Biomass plant gets air permitBy Susan Smallheer
Staff Writer | April 20,2013NORTH SPRINGFIELD — The proposed 35-megawatt North Springfield wood-fired power plant received an air permit from the state Friday, which the state said would include state-of-the-art pollution control equipment.
Richard Valentinetti, chief of the air pollution control division, said Friday the permit incorporated the newest technology.
“It’s a very stringent permit, we think, in terms of the emissions coming out of the plant,” Valentinetti said.
“We use the phrase ‘best available control technology,’” Valentinetti said.
According to the permit, the biomass plant is expected to exceed the action level of 35 different hazardous air contaminants, and thus is subject to further state review.
Neither the developers of the proposed North Springfield Sustainable Energy Project nor the leaders of the North Springfield Action Group, which opposes the plant, returned requests for comment on the air permit. The project is still waiting on a decision from the Public Service Board on the project’s all-important certificate of public good.

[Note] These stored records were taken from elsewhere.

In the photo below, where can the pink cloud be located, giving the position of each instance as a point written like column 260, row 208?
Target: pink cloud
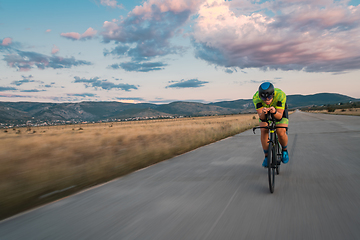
column 111, row 3
column 55, row 49
column 88, row 34
column 6, row 41
column 309, row 37
column 167, row 6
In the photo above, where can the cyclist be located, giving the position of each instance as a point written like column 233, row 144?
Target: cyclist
column 273, row 100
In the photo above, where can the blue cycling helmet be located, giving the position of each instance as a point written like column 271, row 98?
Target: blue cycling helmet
column 266, row 90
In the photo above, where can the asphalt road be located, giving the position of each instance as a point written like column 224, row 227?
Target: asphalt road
column 220, row 191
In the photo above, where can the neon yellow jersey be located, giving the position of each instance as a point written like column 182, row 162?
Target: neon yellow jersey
column 278, row 101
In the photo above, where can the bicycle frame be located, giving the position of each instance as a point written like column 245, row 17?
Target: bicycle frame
column 274, row 150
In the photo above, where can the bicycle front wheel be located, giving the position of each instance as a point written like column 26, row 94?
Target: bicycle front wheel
column 271, row 167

NoSAG leaders in particular had voiced strong concern about the effect of the emissions coming out of the plant on the North Springfield neighborhood.
Valentinetti said the state tried to take into consideration the dozens of comments that area residents made during a public hearing on the proposed air permit last summer, but he said that by law the state must issue a permit unless there is a compelling reason not to.
Valentinetti said the state had included residents’ concerns about the bowl-like effect, which they said would trap emissions in the region, as well as air quality modeling issues, in the permit, which came out in draft form several months ago.
“We made a lot of changes,” Valentinetti said.
Valentinetti said the North Springfield permit was similar — with some changes — to the air permit granted to the proposed Beaverwood biomass plant in Fair Haven.
While Beaverwood has an air permit, it has withdrawn its overall permit.
Valentinetti noted that the North Springfield project has several other state concerns it must face, including recent concerns raised by the Department of Forestry that the wood-fired plant was not truly sustainable.
North Springfield Sustainable Energy Project has applied for a permit under Section 248 of state utility law. Earlier this month, the first round of hearings concluded, with project developers saying they hoped to have a permit in hand by June.
According to the permit, it can be appealed to the Vermont Environmental Court, but the appeal must be filed within 30 days.